Description
LowerWGScope pass generates copies between private and shared memory.
Logic is to share private value from leader work item to other work
items through shared memory. Example in pseudo code:
...
if (Leader work item)
store %PrivateValue to @SharedGlobal -> leader shares the value
memory_barrier()
load %PrivateValue from @SharedGlobal -> all WIs load the shared value
...
Generated load/store operations are not supposed to be moved across
memory barrier but barrier intrinsics like @llvm.nvvm.barrier0() are
not handled specially by LLVM middle end passes and recognized only by
PTX backend. So, middle end optimizations could perform code movement
resulting in load before store. For example, GVN could perform LoadPRE
based on GlobalsAA:
...
crit_edge:
load %PrivateValue from @SharedGlobal -> all WIs load the shared value
if (Leader work item)
store %PrivateValue to @SharedGlobal -> leader shares the value
memory_barrier()
...
It turns out that LLVM does not really have barrier intrinsics, it requires the "fence" instruction.
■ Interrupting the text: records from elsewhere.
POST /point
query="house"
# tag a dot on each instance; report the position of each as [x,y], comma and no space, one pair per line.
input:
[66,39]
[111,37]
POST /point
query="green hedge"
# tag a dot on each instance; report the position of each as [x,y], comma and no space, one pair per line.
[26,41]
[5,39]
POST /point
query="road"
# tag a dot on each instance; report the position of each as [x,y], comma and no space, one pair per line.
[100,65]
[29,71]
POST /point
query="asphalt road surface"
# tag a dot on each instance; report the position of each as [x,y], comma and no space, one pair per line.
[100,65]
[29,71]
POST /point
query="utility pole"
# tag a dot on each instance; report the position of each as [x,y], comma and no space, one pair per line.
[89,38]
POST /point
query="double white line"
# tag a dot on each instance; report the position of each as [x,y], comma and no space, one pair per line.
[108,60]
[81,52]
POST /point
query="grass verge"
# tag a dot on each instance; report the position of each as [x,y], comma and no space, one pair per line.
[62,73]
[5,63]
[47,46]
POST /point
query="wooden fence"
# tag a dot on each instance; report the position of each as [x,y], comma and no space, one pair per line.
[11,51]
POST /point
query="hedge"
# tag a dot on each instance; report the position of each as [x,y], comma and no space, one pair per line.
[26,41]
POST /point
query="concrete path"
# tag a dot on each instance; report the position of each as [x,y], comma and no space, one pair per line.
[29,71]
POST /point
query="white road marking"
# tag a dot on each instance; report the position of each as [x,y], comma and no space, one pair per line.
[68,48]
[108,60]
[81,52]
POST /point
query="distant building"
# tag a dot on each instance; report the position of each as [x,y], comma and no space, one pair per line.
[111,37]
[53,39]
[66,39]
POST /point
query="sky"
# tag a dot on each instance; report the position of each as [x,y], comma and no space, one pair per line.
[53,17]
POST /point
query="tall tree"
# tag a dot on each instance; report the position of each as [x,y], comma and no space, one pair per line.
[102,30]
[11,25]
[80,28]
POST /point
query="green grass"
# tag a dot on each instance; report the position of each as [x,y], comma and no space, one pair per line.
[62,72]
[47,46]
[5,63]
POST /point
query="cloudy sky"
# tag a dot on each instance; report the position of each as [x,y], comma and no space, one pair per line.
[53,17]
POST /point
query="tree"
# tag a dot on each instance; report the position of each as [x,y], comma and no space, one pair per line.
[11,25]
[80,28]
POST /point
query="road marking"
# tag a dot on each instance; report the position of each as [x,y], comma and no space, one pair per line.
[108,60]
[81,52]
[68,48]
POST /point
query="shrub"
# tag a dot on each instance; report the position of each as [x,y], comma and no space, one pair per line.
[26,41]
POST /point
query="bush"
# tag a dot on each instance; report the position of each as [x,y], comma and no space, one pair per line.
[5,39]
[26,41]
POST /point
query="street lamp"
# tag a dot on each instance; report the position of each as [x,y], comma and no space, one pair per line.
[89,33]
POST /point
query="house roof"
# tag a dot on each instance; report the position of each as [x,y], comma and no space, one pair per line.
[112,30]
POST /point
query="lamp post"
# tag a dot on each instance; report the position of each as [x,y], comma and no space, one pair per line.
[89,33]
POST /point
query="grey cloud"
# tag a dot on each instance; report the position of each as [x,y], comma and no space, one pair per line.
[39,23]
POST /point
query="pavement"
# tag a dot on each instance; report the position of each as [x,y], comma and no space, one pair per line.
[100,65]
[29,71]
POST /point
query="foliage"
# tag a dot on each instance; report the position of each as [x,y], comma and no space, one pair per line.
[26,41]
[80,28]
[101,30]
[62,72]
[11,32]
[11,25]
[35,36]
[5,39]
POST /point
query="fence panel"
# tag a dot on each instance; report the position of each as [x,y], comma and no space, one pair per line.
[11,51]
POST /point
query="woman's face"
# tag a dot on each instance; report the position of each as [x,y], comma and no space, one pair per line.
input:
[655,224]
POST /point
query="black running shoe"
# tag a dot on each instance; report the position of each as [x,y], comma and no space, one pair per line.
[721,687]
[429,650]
It looks like, for example, this barrier intrinsic llvm.nvvm.barrier0() call is only recognized by the PTX backend. In the LLVM middle end, it just looks like a regular llvm intrinsic,
I have attached real example.
Input IR:
before_gvn.txt
Ouput IR:
after_gvn.txt
opt -globals-aa -gvn before_gvn.ll -S > after_gvn.ll
vimdiff before_gvn.ll after_gvn.ll